On May 9, 2014, Plaintiff filed a request for the issuance of a subpoena duces tecum
directing the California Institution for Men and Pleasant Valley State Prison to produce custody
records, medical records, booking records, housing records and transfer records. Plaintiff also
requests incident reports, personal alarm recordings, transmitted messages from correctional officers
and CDCR inmate tracking slips for inmates housed at Pleasant Valley from July 2012 to the
As an initial matter, Plaintiff states that he needs these records to comply with the Court’s
initial disclosure requirement. However, Plaintiff need not conduct discovery to obtain documents
for disclosure. Plaintiff is only required to produce relevant documents in his possession. Property
is deemed within a party’s possession, custody or control if the party has actual possession, custody
or control thereof, or the legal right to obtain the property on demand. Allen v. Woodford, 2007 WL
309945, *2 (E.D. Cal. 2007).
Second, Plaintiff would not be entitled to a subpoena at this time. Subject to certain
requirements, Plaintiff is entitled to the issuance of a subpoena commanding the production of
documents, electronically stored information, and/or tangible things from a nonparty, Fed. R. Civ. P.

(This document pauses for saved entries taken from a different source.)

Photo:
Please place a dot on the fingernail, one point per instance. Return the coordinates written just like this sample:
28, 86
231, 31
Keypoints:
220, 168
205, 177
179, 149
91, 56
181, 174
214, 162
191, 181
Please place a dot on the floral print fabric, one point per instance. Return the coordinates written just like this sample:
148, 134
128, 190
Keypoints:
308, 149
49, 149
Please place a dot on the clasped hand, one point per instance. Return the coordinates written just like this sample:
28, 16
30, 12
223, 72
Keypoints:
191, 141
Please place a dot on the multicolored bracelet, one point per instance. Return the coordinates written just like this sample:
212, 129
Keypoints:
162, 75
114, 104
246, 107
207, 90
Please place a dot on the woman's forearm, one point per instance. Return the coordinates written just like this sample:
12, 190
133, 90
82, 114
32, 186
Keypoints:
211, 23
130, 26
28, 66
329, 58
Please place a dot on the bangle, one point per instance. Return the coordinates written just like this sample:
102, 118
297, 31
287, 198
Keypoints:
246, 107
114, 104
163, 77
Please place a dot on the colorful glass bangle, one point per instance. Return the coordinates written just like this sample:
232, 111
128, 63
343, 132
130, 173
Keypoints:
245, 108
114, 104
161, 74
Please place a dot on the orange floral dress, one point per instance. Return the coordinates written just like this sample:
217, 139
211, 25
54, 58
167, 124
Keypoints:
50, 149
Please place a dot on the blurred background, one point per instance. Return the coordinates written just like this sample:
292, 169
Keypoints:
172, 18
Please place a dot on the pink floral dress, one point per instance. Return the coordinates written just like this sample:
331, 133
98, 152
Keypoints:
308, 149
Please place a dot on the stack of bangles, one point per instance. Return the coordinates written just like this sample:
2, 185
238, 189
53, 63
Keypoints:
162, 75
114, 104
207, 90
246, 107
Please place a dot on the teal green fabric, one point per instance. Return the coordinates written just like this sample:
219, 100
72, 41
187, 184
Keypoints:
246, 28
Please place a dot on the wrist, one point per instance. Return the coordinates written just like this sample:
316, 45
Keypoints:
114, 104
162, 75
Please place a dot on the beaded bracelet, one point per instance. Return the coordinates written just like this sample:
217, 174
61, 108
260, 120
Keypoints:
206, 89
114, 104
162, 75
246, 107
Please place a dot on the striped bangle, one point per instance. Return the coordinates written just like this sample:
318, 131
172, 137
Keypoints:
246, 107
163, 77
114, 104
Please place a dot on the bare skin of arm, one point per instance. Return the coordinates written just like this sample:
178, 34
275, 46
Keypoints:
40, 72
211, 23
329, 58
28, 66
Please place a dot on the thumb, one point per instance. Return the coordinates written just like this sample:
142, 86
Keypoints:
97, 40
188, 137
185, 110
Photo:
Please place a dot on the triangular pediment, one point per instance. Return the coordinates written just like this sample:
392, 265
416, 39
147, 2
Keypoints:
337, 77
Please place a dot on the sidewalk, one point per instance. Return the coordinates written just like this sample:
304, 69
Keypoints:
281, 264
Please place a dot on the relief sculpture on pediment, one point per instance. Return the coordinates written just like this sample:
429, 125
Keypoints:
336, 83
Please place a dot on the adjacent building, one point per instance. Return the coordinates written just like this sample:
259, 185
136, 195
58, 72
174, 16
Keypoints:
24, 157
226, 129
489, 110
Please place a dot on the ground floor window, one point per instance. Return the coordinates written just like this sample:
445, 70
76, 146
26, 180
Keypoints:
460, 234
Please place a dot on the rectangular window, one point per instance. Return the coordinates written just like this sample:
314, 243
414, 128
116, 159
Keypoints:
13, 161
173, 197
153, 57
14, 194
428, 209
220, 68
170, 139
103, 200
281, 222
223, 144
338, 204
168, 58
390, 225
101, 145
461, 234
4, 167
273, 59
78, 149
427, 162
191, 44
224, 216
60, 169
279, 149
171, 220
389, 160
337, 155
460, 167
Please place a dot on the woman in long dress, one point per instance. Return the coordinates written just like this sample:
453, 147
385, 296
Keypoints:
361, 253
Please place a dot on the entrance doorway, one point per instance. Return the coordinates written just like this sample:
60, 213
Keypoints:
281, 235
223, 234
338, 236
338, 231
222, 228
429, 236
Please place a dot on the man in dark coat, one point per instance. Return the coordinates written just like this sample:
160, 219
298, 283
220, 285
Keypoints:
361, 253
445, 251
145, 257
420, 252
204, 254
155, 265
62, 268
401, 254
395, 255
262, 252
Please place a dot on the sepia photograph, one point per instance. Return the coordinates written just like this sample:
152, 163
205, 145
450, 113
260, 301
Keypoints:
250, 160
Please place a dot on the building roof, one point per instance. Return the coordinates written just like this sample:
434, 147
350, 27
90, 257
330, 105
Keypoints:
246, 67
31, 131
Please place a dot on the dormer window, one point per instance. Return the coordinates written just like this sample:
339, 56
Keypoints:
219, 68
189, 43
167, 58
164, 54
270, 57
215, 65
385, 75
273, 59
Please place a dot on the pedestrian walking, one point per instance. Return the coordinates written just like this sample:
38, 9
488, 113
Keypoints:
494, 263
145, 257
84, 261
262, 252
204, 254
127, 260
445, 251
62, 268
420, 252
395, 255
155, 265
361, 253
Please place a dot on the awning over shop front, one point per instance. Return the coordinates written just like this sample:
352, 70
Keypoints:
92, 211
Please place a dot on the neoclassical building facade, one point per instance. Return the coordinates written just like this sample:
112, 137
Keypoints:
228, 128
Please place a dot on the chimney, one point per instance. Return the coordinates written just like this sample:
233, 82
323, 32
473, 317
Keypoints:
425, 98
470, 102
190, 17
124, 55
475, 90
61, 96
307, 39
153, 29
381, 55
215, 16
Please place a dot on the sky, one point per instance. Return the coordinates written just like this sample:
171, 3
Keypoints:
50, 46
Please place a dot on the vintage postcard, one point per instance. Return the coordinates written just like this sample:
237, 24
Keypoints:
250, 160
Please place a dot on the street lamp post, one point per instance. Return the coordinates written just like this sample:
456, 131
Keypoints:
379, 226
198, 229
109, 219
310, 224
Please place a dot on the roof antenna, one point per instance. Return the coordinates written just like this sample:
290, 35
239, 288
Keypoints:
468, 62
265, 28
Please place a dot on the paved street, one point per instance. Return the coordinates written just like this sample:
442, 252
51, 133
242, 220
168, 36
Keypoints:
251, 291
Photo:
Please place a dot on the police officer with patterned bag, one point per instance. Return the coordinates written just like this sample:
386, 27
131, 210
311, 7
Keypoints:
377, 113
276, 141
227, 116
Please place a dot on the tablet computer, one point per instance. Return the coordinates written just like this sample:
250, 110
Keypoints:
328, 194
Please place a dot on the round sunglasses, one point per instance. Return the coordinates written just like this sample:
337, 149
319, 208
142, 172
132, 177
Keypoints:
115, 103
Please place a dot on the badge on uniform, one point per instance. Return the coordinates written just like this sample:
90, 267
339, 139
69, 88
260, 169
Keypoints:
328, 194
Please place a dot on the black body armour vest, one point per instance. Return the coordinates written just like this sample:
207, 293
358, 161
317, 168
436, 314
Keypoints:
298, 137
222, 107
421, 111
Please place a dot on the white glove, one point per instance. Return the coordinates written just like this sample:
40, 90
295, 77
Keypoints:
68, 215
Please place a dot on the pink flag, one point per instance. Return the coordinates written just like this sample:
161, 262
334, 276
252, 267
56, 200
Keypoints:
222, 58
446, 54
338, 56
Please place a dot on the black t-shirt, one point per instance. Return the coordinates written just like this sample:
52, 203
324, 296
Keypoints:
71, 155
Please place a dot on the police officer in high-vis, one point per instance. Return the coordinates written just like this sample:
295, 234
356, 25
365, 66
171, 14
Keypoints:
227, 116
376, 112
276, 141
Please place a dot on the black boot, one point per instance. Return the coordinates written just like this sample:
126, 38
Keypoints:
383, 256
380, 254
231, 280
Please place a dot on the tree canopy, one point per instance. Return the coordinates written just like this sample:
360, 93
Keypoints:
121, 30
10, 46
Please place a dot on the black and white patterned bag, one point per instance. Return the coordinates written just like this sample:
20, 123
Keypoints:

45, and to service of the subpoena by the United States Marshal, 28 U.S.C. 1915(d). However, the
Court will consider granting such a request only if the documents or items sought from the nonparty
are not equally available to Plaintiff and are not obtainable from Defendants through a request for
the production of documents, electronically stored information, and/or tangible things. Fed. R. Civ.
P. 34. If Defendants object to Plaintiff’s discovery request, a motion to compel is the next required
step. If the Court rules that the documents, electronically stored information, and/or tangible things
are discoverable but Defendants do not have care, custody, and control of them, Plaintiff may then
seek a subpoena. Fed. R. Civ. P. 26(b), 34(a)(1). Alternatively, if the Court rules that the documents
or items are not discoverable, the inquiry ends. Fed. R. Civ. P. 26(b).
Here, some of the documents requested may be available to Plaintiff. To the extent that they
are not, Plaintiff has not yet requested the documents from Defendants. The Court will not issue a
subpoena unless Plaintiff is unable to obtain the documents through the methods above.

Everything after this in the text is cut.